El Guardián llevó sin prisa una mano a su axila.

—Con cuidado —advirtió el chico, apuntándole a la cabeza—. No haga ninguna tontería. Todos estamos nerviosos…

Marcel obedeció a regañadientes y fue sacando de su cartuchera el arma, que depositó en el suelo. Suzanne lo recogió todo.

Michelle sudaba copiosamente. Ella, contando con que no sospecharían que iba armada, continuaba teniendo su pistola bajo la ropa. Si los registraban…

Los cinco mantenían semblantes herméticos.

—Bernard —dijo Justin, como adivinando los pensamientos de su prisionera—, comprueba que nuestro amigo no se ha guardado nada. No me fío.

El gigante, exhibiendo un enorme machete entre las manos, se apresuró a obedecer. Mientras, el rubio se aproximó hasta Michelle, a quien había pasado a apuntar ahora.
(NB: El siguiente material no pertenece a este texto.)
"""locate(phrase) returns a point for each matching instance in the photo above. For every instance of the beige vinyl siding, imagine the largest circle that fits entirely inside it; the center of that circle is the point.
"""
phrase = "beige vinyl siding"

El cilindro del silenciador apuntaba al corazón de la muchacha.

—Y tú, ¿guardas algo, pequeña?

En el tono de su voz y en sus ojos, Michelle detectó una alarmante lascivia. Contuvo la respiración. ¿Podía empeorar la situación?

Al menos, las sucias intenciones de Justin le llevaron a subestimarla, y no se planteó en serio que la chica supusiera una amenaza.

Tras ellos, Suzanne procuraba reprimir su ira ante el comportamiento de Justin, que empezaba a repugnarla. ¿Acaso se creía el dueño de todos? ¿Cómo tenía el valor, además, de comportarse así delante de ella?

Justin, centrado en su víctima, comenzaba a pasar su mano desarmada por el cuerpo de Michelle, deslizándola juguetón por un costado hasta alcanzar su cintura. Ella detuvo aquellos dedos con firmeza.

—Pasa de mí, tío —le espetó, insolente, sin bajar los ojos—. O te llevarás un rodillazo en los huevos. Pregunta a tu colega, que ya lo ha experimentado.

Bernard, al escuchar aquellas palabras, emitió un gruñido de rabia.

—Me gustan las chicas duras, ¿sabes? —se limitó a comentar Justin, a punto de reanudar la inspección corporal de su prisionera, pero sin decidirse a hacerlo.

Marcel no aguantó más y dio un paso hacia ellos, a pesar del filo del machete de Bernard, que rozaba su cuello.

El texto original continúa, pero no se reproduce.